Deutsche Gesellschaft für Neurochirurgie. 67. Jahrestagung der Deutschen Gesellschaft für Neurochirurgie (DGNC), 1. Joint Meeting mit der Koreanischen Gesellschaft für Neurochirurgie (KNS). Frankfurt am Main, 12.-15.06.2016. Düsseldorf: German Medical Science GMS Publishing House; 2016. DocMI.02.02

doi: 10.3205/16dgnc236, urn:nbn:de:0183-16dgnc2369

Veröffentlicht: 8. Juni 2016

© 2016 Piffko et al.
Dieser Artikel ist ein Open-Access-Artikel und steht unter den Lizenzbedingungen der Creative Commons Attribution 4.0 License (Namensnennung). Lizenz-Angaben siehe http://creativecommons.org/licenses/by/4.0/.

Gliederung

Text

Objective: Clinical treatment of spinal metastases represents a complex problem of not only oncological but also of surgical nature.

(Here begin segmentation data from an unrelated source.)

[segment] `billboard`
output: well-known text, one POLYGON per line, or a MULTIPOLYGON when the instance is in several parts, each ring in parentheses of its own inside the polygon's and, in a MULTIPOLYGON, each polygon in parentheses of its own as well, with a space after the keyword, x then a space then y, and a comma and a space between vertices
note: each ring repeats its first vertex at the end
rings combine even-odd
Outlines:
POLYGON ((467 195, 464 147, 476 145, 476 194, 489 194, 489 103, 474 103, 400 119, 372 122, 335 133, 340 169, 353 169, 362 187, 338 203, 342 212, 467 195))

In osseous metastases, the extravasation process of the circulating tumour cells is facilitated by adhesion molecules of the Eph-receptor family. EphrinB2-EphB4 interaction also affects tumour angiogenesis by facilitating cellular internalisation of the VEGF receptor 2. The aim of the study is to examine the effect of the EphrinB2- EphB4 system on spinal metastasis formation and to evaluate a potential for therapeutic alteration by molecular inhibition of the EphrinB2-EphB4 interaction.

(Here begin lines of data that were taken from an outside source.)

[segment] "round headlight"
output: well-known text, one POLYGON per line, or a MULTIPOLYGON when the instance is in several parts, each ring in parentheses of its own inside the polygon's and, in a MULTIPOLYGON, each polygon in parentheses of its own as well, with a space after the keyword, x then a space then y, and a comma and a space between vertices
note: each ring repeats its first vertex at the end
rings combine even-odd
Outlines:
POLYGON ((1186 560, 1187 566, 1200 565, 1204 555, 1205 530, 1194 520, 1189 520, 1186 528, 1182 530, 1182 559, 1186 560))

Method: 100.000 luciferase-expressing bioluminescent melanoma tumour cells were injected retrogradely into the carotid artery of EphrinB2-knockout (efnb2iΔEC) and control mice. The antibody fragment EphrinB2-Fc as well as NVP BHG712, a small molecular inhibitor of the EphB4-receptor kinase were applied 15 days after tumor cell injection. Tumor growth and dissemination were visualized in vivo by bioluminescent imaging procedures, epidural myelon compression was identified using repetitive MRI imaging. The appearance of a neurological phenotype was evaluated daily.

Results: Ephrin B2-knockout mice that were treated with EphrinB2-Fc showed a significantly prolonged walking ability compared to mice that received placebo treatment. (23 vs. 18 days, n = 6). Furthermore the inhibition of the EphB4 kinase by applying NVP BHG712 was also able to significantly alter the appearance of spinal metastases. (21 vs. 18.5 days, n = 6). In control mice, no significant difference between the appearances of a paraplegic phenotype in placebo or treatment groups could be observed.

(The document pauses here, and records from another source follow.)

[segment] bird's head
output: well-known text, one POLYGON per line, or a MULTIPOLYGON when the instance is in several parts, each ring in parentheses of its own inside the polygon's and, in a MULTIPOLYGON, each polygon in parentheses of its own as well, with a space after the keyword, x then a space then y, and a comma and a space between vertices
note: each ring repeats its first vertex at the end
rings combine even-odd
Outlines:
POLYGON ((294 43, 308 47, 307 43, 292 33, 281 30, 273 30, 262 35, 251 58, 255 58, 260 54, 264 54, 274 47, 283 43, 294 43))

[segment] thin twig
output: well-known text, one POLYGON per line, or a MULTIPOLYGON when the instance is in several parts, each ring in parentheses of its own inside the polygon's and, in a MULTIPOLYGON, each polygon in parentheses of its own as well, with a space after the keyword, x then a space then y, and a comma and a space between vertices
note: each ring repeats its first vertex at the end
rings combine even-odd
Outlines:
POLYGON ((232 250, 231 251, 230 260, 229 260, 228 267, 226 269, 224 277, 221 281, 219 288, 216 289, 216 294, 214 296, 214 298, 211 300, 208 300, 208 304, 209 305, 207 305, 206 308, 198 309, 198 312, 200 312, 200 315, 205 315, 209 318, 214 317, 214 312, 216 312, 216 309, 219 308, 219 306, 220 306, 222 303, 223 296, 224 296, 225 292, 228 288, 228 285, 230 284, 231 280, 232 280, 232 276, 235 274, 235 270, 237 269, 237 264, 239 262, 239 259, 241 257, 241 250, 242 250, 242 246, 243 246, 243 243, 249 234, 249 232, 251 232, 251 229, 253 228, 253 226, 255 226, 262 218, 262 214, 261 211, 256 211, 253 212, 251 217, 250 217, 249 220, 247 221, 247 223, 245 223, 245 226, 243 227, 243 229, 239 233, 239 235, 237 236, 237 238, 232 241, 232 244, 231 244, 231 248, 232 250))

Conclusions: Altering the molecular interaction between EphB4 and Ephrin B2 significantly delays the appearance of a neurological phenotype maintaining walking ability in Ephrin B2 (efnb2iΔEC) knockout mice. This effect is not observed in control animals underlining the importance of complete inhibition of the EphrinB2-EphB4 pathway in order to induce therapeutic effects on spinal metastasis.